UPDATE 5/13: Court orders conference on issues raised by ADC; directs Monitor and U.S. Attorney to set forth their positions on remedies proposed by ADC (see Order among the selected documents, below). UPDATE 5/20: Conference now to be held on July 8th.
The report shows that the Monitor in the case has dramatically understated the number of jurisdictions with exclusionary zoning, with a review of restrictions on as-of-right multi-family housing demonstrating that 19 Westchester municipalities have exclusionary zoning that violates the Fair Housing Act rights of African-Americans (not just the six jurisdictions identified by the Monitor). See Exhibit 9 to the expert report, linked to below, dramatically showing just how little land in principally residential zones permits multi-family as-of-right (principally residential zones that do not permit multi-family housing as-of-right are shown in yellow; principally residential zones that do permit multi-family housing as-of-right are shown in red).

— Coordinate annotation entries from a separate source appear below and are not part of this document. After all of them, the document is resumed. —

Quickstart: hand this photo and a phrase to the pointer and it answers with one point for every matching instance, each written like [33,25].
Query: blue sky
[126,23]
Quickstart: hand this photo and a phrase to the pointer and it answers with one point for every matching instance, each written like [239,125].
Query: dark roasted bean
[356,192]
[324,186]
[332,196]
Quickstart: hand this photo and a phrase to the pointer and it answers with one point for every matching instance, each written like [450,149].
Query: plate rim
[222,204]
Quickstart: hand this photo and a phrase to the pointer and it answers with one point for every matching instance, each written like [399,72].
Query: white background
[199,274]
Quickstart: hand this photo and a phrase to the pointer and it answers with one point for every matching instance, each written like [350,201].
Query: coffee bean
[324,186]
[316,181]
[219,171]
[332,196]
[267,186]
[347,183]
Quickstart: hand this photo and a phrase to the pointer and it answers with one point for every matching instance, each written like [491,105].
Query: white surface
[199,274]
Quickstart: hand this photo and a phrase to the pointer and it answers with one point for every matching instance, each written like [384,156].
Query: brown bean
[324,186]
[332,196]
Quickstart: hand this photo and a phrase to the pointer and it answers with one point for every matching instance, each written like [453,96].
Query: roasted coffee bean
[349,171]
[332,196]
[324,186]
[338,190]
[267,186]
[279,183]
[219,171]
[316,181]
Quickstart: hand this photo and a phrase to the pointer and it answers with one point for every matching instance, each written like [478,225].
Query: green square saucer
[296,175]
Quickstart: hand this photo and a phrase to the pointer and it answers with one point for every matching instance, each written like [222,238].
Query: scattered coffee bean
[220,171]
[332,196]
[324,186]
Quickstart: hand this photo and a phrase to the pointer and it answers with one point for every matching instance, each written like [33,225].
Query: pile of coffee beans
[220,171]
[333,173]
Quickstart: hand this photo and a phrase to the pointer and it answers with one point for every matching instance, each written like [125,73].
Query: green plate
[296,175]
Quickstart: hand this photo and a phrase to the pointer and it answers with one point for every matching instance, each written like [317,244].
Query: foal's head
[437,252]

The letter also points out to the Court that the proper response to the County Executive’s efforts to stir racial fear by claiming that the federal government is attempting to dismantle all local zoning is not the Government/Monitor approach of saying that the consent decree does not try to dismantle any zoning. Instead, ADC’s letter shows, the dismantling of all exclusionary zoning is, in fact, at the heart of the consent decree, and that the order was crafted to ensure that Westchester forced its many municipalities with exclusionary zoning to take action.
Finally, the ADC letter identifies major omissions in the Monitor’s biennial report, including his failure to discuss Westchester’s most central obligations: those under Consent Decree ¶ 7(j) to sue those municipalities that continue to have zoning that restricts fair housing choice. The ADC letter reviews the units that have been built and demonstrates that only 45 percent of the units are in municipalities that have African-American and Latino population below the level where the consent decree requires at least 84 percent of the units to be built.

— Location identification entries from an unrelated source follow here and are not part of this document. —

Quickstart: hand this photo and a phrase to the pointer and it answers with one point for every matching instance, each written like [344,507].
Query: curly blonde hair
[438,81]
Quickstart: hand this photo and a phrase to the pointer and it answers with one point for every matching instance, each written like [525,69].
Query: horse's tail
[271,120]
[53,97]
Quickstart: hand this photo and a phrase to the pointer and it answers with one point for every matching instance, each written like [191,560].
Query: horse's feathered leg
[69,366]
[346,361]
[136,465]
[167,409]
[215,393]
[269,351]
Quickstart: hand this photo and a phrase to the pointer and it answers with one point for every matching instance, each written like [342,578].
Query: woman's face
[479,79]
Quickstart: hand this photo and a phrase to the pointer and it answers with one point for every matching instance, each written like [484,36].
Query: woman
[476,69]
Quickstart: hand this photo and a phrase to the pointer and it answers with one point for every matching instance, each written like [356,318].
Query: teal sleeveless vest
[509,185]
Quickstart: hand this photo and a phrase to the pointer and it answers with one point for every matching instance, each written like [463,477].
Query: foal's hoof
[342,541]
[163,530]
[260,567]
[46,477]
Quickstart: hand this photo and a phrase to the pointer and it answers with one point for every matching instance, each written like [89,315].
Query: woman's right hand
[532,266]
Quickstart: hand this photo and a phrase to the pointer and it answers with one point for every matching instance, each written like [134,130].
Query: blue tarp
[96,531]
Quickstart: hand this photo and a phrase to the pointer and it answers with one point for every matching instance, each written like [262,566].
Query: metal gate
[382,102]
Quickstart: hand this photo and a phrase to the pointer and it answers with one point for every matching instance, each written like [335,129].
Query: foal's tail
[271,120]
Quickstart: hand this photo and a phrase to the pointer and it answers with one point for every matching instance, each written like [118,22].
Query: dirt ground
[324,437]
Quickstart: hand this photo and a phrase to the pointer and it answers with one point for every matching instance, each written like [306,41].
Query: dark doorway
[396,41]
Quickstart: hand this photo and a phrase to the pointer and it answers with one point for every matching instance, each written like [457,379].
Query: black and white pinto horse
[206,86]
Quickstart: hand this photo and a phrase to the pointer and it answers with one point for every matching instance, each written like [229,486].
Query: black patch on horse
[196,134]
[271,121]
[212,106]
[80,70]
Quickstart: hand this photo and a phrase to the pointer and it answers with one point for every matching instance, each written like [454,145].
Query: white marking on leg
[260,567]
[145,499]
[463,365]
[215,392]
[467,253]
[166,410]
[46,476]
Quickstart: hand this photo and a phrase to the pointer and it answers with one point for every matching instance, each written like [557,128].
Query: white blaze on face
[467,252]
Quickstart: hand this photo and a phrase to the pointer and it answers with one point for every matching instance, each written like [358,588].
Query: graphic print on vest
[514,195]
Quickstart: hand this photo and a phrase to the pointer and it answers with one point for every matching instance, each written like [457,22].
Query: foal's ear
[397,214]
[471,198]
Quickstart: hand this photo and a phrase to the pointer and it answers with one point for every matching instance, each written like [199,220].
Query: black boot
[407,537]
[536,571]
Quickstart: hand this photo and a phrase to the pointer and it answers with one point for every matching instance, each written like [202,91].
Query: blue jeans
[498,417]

Moreover, the letter shows that hundreds of units should not have been “counted” because they either are on isolated or otherwise undesirable sites; do not affirmatively further fair housing (including those that were able to be built because of a barrier that was removed prior to the entry of the consent decree); or represent “ double-counting,” an accounting technique that, instead of supplementing the supply of affordable housing with desegregation potential, simply recharacterizes (“captures”) housing that had to be built anyway pursuant to obligations independent of the consent decree. See Exhibit 8, linked to below, which identifies all of the fully-funded units through the end of 2015.

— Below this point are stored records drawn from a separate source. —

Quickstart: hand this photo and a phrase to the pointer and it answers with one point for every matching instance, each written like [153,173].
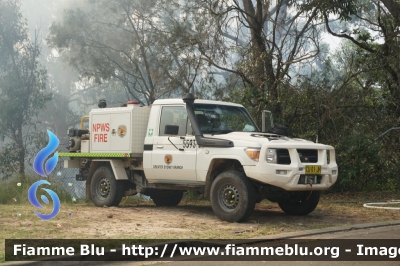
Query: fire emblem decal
[122,131]
[168,159]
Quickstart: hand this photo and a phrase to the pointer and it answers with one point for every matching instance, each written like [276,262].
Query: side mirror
[171,130]
[267,121]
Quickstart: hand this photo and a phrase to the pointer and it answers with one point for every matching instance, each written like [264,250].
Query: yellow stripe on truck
[78,154]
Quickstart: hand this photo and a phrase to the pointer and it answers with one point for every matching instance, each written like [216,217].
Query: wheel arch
[117,166]
[217,166]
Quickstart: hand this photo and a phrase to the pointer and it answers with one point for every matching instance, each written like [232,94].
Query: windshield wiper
[223,131]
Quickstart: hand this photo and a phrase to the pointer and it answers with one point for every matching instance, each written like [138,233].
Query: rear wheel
[232,196]
[300,203]
[167,198]
[105,190]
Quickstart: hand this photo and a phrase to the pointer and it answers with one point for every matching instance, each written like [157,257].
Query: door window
[175,115]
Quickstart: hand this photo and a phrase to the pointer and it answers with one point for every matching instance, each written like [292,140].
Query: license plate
[313,169]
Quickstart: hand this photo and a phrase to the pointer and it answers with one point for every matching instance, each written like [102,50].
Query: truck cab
[207,146]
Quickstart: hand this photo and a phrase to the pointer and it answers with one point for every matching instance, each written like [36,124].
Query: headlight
[271,156]
[253,154]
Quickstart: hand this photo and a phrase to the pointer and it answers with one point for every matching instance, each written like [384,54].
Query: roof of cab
[180,101]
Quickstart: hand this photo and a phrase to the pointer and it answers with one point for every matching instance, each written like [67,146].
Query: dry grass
[191,219]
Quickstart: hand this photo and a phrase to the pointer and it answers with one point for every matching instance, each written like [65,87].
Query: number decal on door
[189,143]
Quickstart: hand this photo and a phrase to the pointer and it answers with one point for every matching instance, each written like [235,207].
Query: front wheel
[300,203]
[232,196]
[105,190]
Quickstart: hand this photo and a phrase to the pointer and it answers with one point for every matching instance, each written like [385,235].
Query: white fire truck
[212,147]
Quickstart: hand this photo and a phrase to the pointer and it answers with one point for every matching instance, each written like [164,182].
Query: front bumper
[266,173]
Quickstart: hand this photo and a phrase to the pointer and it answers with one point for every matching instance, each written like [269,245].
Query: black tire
[300,203]
[232,196]
[167,198]
[105,190]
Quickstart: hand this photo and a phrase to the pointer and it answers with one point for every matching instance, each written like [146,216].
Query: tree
[268,44]
[22,86]
[127,41]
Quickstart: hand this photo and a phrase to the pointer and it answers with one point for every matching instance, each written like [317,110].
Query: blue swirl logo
[44,153]
[32,198]
[45,169]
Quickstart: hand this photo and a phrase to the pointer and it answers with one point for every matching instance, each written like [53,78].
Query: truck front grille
[283,156]
[308,156]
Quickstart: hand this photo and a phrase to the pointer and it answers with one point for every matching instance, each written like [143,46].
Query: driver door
[174,156]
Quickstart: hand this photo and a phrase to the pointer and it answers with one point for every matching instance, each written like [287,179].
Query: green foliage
[22,83]
[15,190]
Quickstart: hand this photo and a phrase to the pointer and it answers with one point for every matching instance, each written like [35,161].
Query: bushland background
[328,70]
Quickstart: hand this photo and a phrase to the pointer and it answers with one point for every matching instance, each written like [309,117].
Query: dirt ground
[189,220]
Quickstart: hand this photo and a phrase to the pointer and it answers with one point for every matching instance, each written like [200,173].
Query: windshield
[221,119]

In terms of the “Chappaqua Station” project (the one project that the Government and the Monitor are pushing the County on, while turning a blind eye to systemic exclusionary zoning in New Castle and 18 other municipalities), ADC’s letter states:
The irony is almost too painful. Westchester, not surprisingly, is prepared to allow a project to go forward that is located on a brownfield site, sandwiched between the Saw Mill River Parkway and the railroad, and separated from any residential Chappaqua neighborhood both by geography and by designed tenancy (100 percent affordable, no market rate units). It is a project that, whatever else one has to say about it, would not be permitted if, as intended, development under the consent decree had proceeded pursuant to an Implementation Plan (IP) that met the goals of the decree to AFFH. Consent Decree ¶ 18-20. This is the ground where the Government seeks action, all while ignoring the exclusionary zoning of New Castle and numerous other jurisdictions. It is as though a physician were to diagnose both advanced cancer and the existence of a birth mark, and then decide to ignore the cancer and excise the blemish.